On April 27, the U.S. Department of Energy’s (DOE) Acting Assistant Secretary for Fossil Energy (ASFE) Dr. Jennifer Wilcox gave the keynote address at the National Coal Council 2021 Spring Annual Meeting. Her topic was FE’s plan to decarbonize the energy sector. She described how coal communities will benefit from the transition to a decarbonized energy sector, and she highlighted ongoing and potential DOE-funded studies that could benefit coal communities.
“I have an extensive background in CCS [carbon capture and storage] and other carbon mitigation and removal technologies, as well as an understanding of the pathways that DOE and the Office of Fossil Energy have helped pioneer,” said Acting ASFE Wilcox, who served on the National Coal Council from 2015–2016. “I am honored to add my expertise and commitment to FE’s mission to address climate change and the global climate crisis.”

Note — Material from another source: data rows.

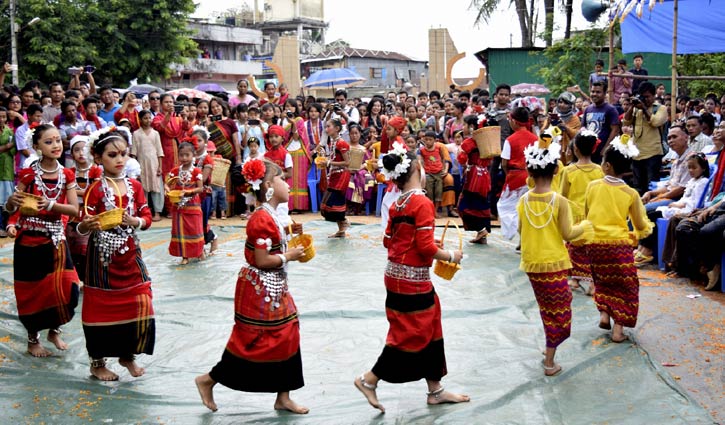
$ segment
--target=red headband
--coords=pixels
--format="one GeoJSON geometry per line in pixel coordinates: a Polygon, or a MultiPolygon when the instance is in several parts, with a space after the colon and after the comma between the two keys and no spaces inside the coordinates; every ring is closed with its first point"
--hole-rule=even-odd
{"type": "Polygon", "coordinates": [[[400,133],[405,128],[405,118],[395,116],[388,121],[388,125],[398,130],[398,133],[400,133]]]}
{"type": "Polygon", "coordinates": [[[194,150],[199,149],[199,138],[196,136],[188,136],[181,139],[181,143],[191,143],[194,146],[194,150]]]}
{"type": "Polygon", "coordinates": [[[270,125],[269,128],[267,129],[267,137],[269,137],[269,136],[284,137],[285,136],[284,128],[282,128],[279,125],[270,125]]]}

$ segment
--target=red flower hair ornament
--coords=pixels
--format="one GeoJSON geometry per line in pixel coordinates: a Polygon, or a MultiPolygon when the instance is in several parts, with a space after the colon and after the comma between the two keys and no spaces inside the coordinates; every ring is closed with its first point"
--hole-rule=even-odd
{"type": "Polygon", "coordinates": [[[181,143],[191,143],[192,146],[194,146],[194,150],[199,149],[199,138],[196,136],[187,136],[181,139],[181,143]]]}
{"type": "Polygon", "coordinates": [[[261,159],[250,159],[242,167],[242,176],[244,176],[244,179],[254,190],[259,190],[259,185],[262,184],[262,179],[266,172],[267,167],[261,159]]]}

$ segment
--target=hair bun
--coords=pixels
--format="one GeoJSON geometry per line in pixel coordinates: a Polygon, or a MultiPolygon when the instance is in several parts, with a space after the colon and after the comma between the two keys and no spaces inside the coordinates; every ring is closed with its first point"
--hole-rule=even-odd
{"type": "Polygon", "coordinates": [[[385,167],[388,171],[394,171],[395,167],[400,164],[400,162],[403,159],[400,157],[400,155],[390,155],[386,154],[383,156],[383,167],[385,167]]]}

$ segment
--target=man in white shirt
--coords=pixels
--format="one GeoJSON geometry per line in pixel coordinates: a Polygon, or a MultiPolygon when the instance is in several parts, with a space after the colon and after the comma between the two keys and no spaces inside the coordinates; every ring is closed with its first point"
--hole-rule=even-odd
{"type": "Polygon", "coordinates": [[[349,142],[350,135],[347,133],[347,125],[351,122],[360,123],[360,111],[354,106],[347,105],[347,92],[342,89],[335,92],[335,103],[329,104],[327,107],[325,122],[335,118],[339,119],[342,122],[340,136],[349,142]]]}
{"type": "Polygon", "coordinates": [[[710,136],[702,132],[702,118],[697,115],[687,117],[685,124],[689,136],[688,145],[692,152],[703,152],[706,146],[712,145],[710,136]]]}

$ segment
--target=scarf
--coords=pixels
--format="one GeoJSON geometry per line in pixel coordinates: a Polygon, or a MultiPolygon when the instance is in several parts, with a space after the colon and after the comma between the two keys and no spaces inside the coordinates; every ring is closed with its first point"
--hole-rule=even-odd
{"type": "Polygon", "coordinates": [[[559,108],[555,108],[554,111],[556,111],[556,113],[559,114],[559,118],[561,118],[561,120],[563,122],[569,122],[571,117],[574,116],[574,107],[573,106],[571,108],[569,108],[569,112],[561,112],[561,111],[559,111],[559,108]]]}
{"type": "Polygon", "coordinates": [[[715,199],[720,193],[720,190],[722,190],[723,175],[725,175],[725,149],[721,149],[717,155],[717,173],[715,173],[715,177],[713,178],[710,201],[715,199]]]}

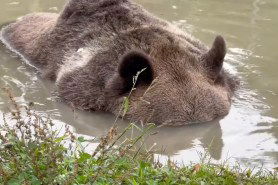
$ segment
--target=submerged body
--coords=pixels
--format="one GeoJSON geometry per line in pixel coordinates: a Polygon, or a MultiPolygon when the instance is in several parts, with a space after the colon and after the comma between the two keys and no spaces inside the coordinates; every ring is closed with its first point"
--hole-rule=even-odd
{"type": "Polygon", "coordinates": [[[1,33],[78,109],[117,115],[130,94],[126,118],[183,125],[231,106],[236,80],[222,69],[223,38],[208,49],[129,0],[71,0],[61,14],[30,14],[1,33]]]}

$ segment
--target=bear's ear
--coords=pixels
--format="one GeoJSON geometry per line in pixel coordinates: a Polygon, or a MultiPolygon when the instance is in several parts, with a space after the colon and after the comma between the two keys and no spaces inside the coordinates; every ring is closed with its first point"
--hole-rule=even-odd
{"type": "Polygon", "coordinates": [[[223,67],[226,55],[226,43],[222,36],[217,36],[211,49],[202,56],[203,66],[210,78],[215,80],[223,67]]]}
{"type": "Polygon", "coordinates": [[[121,58],[118,71],[106,84],[106,89],[117,91],[118,95],[125,94],[133,87],[150,85],[153,76],[151,59],[142,52],[130,51],[121,58]]]}

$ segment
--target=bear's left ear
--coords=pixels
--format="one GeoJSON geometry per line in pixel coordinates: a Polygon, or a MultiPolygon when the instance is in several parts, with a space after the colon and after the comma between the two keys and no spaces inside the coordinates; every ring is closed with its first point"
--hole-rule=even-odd
{"type": "Polygon", "coordinates": [[[139,51],[130,51],[121,58],[118,71],[106,84],[106,90],[122,95],[130,92],[132,87],[150,85],[153,76],[150,57],[139,51]]]}
{"type": "Polygon", "coordinates": [[[202,56],[203,67],[210,78],[215,80],[223,67],[226,55],[226,43],[222,36],[214,39],[211,49],[202,56]]]}

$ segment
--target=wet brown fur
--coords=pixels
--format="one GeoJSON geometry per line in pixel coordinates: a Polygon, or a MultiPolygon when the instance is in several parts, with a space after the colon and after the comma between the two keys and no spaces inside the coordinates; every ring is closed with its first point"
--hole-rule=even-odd
{"type": "Polygon", "coordinates": [[[118,114],[133,86],[133,121],[184,125],[228,114],[236,80],[222,69],[225,41],[211,49],[130,0],[71,0],[61,14],[26,15],[2,40],[56,81],[78,109],[118,114]]]}

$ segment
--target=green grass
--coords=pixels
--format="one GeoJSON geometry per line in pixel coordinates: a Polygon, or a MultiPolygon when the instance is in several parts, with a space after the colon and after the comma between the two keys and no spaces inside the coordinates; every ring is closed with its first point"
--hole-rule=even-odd
{"type": "Polygon", "coordinates": [[[155,162],[152,151],[142,147],[153,125],[121,143],[136,126],[121,133],[112,127],[95,151],[86,152],[86,145],[96,141],[77,137],[66,126],[64,132],[55,130],[50,118],[18,105],[7,93],[11,109],[0,123],[0,184],[278,184],[271,172],[155,162]]]}

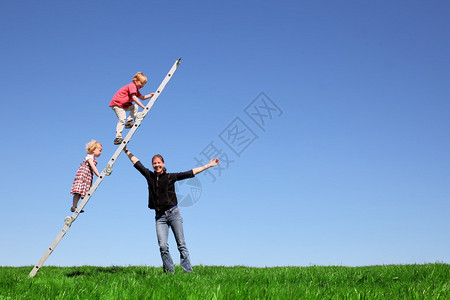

Acting ASFE Wilcox highlighted the Biden-Harris Administration’s goal of achieving net-zero carbon emissions by 2050, emphasizing the important role the coal community will play in the transition to a clean energy economy through research, development and deployment of advanced CCS technologies.
“The good news is that we have made some progress on CCS over the past decade,” said Acting ASFE Wilcox. “To date, DOE-funded projects have stored over 23 million tons of captured CO2. And currently, the Phase 3 projects funded under our CarbonSAFE initiative are beginning development and deployment. When completed, these projects will have characterized sites for storage of at least 50 million tons of CO2 and received permits to begin well construction.”
In addition, Dr. Wilcox discussed the Biden-Harris Administration’s commitment to developing domestic sources for critical minerals (CMs). FE has been at the forefront of this work, supporting research, development and demonstration of critical minerals, including rare earth elements (REEs) and carbon ore. And Dr. Wilcox highlighted FE’s recently announced funding opportunity announcement for the creation of products using waste coal as a feedstock.
“The use of coal waste in additive manufacturing and graphite production aligns with the goals of the Biden-Harris Administration, to expand and develop existing and new environmentally stable uses for coal waste, and to deploy these technologies in economically distressed power plant and coal communities,” said Dr. Wilcox.